Harare, Zimbabwe (PANA) - Zimbabwe business organisations have agreed to arrest the economic decline and stabilise the situation worsened by wanton price increases of basic commodities due to rising forex parallel market rates.

On Saturday, the forex parallel market rates jumped 30% to US$1:RTGS$6,5 from the start of the week as businesses are mostly sourcing their monies from this market to import raw materials or deal with other foreign obligations.

As such, businesses have included the cost of purchasing foreign currency into their goods and services resulting in price increases by an average of 30% while wages remain stagnant.

“A high-level meeting of business member organizations was held at CZI (Confederation of Zimbabwe Industries) on  17 May 2019. Business Membership Organizations representatives from, industry, agriculture, mining, banking and retail were present. The purpose of the meeting was to receive a report on the interbank market from economists and to deliberate on how business can work together to play their role in stabilizing the economy instead of working in silos. The National Competitiveness Commission was also represented,” CZI president Sifelani Jabangwe said in a statement.

“The business attendees agreed on an urgent process to be implemented collectively by business, government and labour. This process is expected to yield interventions to arrest the decline and stabilise the situation in the short term as it will involve all economic agents.

“The process will yield an outcome which is a model that can be used to bring back balance to pricing of various commodities as well as rewarding of labour. The model will help to identify standards of disciplined behaviour that we need to adhere to as business, labour and Government in order to achieve economic growth and stability.”

High pricing continues to leave Zimbabwe in a hyperinflationary mode.

As previously reported by PANA, the official year-on-year inflation rate as at the end of last month grew nine percentage points to 75.86 percent, due to wanton increases in prices, from March’s 66.8 percent.

But, using the old calculation of determining the annual inflation rate in place before March, the official April 2019 annual inflation rate would be 175.326% from  166% in March.

This is the second highest inflation rate in the world after Venezuela.

The reason why businesses are sourcing foreign currency from the parallel market is mainly due to its unavailability on the official interbank forex market.

For example, beverage manufacturer Delta Corporation Limited told PANA that the interbank forex market had failed to supply them with enough foreign currency at a time when the company requires about US$7 million per month for importing raw materials.

Delta, is the largest company in Zimbabwe by market capitalisation on the main bourse.

The interbank forex market was introduced in February and was meant to reduce the foreign currency demand in the country.

However, due to the low forex rates with the current rates standing at US$1:RTGS$3,52, being offered compared to the parallel forex market this has led to more buyers than sellers of those holding foreign currency.

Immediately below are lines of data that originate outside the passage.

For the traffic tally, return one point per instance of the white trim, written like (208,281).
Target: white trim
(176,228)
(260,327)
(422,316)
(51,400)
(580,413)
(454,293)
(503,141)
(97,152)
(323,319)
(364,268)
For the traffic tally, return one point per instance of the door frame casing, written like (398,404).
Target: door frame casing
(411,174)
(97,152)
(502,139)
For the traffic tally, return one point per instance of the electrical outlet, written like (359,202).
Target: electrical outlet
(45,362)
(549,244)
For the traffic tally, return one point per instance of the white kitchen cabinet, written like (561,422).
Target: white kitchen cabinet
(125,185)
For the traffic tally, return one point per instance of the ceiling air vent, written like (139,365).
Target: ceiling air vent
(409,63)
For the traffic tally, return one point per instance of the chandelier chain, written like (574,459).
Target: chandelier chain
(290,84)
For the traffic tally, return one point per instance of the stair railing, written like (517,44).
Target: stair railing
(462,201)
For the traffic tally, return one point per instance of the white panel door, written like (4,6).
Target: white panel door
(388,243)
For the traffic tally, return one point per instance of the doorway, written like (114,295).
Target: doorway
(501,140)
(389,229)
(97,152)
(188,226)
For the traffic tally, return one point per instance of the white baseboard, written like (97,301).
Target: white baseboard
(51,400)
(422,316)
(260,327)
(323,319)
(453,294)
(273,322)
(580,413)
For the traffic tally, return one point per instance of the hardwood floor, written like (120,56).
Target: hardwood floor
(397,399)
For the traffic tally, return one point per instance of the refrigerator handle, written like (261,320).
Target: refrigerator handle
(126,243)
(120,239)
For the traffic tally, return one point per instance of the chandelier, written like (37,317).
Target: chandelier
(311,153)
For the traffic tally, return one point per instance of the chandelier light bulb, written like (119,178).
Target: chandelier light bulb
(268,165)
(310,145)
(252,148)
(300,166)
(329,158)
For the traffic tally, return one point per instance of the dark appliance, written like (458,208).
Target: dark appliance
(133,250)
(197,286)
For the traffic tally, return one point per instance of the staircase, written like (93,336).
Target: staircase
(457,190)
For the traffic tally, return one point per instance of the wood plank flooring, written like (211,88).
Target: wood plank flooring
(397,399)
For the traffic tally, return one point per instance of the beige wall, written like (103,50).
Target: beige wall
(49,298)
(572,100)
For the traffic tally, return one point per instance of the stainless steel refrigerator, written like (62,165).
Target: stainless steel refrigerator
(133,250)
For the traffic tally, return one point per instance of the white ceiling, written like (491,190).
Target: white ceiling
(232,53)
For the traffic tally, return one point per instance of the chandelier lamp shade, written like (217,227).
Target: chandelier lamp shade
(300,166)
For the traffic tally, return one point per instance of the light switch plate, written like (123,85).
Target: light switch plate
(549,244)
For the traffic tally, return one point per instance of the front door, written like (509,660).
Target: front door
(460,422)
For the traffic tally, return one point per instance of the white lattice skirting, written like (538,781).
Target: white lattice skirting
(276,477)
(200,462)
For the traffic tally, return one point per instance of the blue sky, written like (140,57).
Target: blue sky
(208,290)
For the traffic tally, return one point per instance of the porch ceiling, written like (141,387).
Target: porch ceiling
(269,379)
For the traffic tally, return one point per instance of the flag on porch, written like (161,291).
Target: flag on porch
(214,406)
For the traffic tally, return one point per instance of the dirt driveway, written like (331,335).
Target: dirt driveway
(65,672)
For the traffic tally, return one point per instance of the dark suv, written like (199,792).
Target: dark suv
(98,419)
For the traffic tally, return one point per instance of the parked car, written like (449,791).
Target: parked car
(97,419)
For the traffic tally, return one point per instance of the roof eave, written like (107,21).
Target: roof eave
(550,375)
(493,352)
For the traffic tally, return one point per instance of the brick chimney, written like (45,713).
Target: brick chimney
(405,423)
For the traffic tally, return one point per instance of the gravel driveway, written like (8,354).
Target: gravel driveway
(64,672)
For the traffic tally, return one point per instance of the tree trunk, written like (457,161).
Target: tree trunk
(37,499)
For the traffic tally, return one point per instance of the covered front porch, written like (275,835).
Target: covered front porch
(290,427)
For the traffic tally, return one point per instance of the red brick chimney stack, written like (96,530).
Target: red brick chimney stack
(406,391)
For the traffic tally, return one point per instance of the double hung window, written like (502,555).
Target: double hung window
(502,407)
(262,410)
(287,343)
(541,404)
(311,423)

As such, the RTGS dollar, also introduced in February as local currency, continues to devalue as foreign currency generation remains low.

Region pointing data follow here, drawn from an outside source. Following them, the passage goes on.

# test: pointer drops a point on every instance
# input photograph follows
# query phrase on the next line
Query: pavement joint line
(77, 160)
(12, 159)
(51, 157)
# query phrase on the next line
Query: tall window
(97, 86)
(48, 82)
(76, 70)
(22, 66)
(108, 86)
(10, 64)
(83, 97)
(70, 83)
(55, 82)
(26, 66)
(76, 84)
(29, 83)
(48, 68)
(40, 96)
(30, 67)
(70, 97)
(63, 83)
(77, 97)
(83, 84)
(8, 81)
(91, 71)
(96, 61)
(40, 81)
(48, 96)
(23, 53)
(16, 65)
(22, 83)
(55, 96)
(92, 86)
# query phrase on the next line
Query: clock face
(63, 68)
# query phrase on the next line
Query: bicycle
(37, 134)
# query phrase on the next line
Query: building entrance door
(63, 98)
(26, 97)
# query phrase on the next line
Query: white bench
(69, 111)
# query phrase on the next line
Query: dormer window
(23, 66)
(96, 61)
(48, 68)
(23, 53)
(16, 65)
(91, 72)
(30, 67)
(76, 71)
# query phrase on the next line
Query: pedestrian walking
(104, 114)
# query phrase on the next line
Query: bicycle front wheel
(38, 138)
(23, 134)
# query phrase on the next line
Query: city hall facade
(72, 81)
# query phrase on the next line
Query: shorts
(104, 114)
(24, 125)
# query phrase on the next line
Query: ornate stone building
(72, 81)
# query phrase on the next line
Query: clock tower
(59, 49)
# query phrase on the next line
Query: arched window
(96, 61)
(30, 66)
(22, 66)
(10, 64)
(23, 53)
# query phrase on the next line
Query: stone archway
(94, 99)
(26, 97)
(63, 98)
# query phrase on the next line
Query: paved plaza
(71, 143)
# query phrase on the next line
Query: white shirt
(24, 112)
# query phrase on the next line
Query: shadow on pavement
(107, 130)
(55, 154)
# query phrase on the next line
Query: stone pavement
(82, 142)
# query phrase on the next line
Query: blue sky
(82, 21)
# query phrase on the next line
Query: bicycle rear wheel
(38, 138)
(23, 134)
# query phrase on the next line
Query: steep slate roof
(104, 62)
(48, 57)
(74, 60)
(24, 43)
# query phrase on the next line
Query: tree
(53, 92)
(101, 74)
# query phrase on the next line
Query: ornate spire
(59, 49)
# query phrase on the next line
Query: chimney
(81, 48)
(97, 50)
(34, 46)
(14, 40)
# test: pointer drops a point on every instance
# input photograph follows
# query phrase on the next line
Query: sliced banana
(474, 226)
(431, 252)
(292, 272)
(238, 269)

This devaluation of RTGS dollars is causing wages to be increasingly eroded to as much as five times at a time salaries remain stagnant while prices of basic goods or services increase.

On Saturday, the central bank said government through them will draw down on a US$500 million facility on Monday to supply the interbank forex market and meet the foreign currency payment requirements of business and individuals.

“This amount shall go a long way to stabilise the exchange rates and prices of goods and services in the economy,” Reserve Bank of Zimbabwe (RBZ) governor John Mangudya said.

PANA understands that the source of the money is coming from a regional Pan African Bank, but Mangudya did not reveal the name.

In his State of the Economy address last Wednesday, Finance minister Mthuli Ncube said there was about US$800 million in nostro accounts and that they needed to make sure to fine tune the market…

“…so that those monies can be released into the market and everyone can access the foreign currency through the interbank market”.

Jabangwe said the process agreed on by the businesses would then feed into the TNF (Tripartite Negotiating Forum) process once the TNF bill had been passed as law.

The TNF Bill will provide a platform for engagement, negotiating and consultation on issues of common interest relating to social and economic policy.

“Business thus urges restraint among economic agents as the state of the economy is being exacerbated by panic and speculation. Business is confident in the ability of local players to stabilise the situation for as long as we work together with the required urgency to bring about a homegrown solution,” Jabangwe said.